What is the two letter stamp on it?


----------



## lars (Sep 28, 2004)

Wanna -
In 1968, the VIN number is stamped into the block. Just check the VIN on the block against the VIN on the car. The VIN is stamped into the block on the forward passenger side of the block, vertically, right next to the long straight edge of the timing chain cover. Only the last 6 or 8 digits of the VIN are stamped into the block.

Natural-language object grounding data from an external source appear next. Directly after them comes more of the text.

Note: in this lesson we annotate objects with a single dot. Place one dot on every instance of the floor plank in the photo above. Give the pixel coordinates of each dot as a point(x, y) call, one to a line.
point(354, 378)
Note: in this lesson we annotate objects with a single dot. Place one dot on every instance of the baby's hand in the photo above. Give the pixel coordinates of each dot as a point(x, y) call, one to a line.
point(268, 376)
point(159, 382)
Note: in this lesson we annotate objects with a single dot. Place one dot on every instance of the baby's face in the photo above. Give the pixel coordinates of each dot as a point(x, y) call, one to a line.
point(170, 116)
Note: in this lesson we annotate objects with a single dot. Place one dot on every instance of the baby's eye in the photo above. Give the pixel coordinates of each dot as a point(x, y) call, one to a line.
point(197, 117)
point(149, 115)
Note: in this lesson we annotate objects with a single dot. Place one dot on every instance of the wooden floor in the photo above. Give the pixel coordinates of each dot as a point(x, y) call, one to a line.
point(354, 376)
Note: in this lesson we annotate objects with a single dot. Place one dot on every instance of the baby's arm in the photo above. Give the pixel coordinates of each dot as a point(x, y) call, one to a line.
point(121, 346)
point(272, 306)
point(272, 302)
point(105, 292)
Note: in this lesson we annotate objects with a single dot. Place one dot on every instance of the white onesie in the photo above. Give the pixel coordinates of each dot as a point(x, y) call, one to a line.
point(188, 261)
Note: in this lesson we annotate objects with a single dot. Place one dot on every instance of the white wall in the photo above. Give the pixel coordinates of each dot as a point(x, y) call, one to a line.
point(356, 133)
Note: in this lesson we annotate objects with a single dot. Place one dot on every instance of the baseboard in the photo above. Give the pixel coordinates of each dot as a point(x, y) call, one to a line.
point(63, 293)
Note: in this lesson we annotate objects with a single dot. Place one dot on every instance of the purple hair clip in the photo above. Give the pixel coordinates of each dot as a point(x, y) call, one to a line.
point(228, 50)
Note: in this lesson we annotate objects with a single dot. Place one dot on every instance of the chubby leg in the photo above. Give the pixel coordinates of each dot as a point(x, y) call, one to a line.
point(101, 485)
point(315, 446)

The other way to tell, but less accurate, is to check the date code on the block at the distributor base and the 2-letter ID code on the forward passenger side below the cylinder head gasket. If the date code is within a reasonable time range prior to the build date of the car, and the ID code is a code that was available for your car and year, chances are good that it's the original engine. Since the same 2-letter code was used various years to designate various different engines, it's important hat you know the year of the block prior to checking the 2-letter code.

But keep in mind that it is possible to find a "correct" date and code block for these cars, although I doubt someone would go to the trouble to do so with a 350 LeMans. "Fake" numbers-matching GTOs and Judges ae becoming more common, though.


----------



## 80transam (Oct 15, 2008)

thats wierd i have that number on a tri-power intake


----------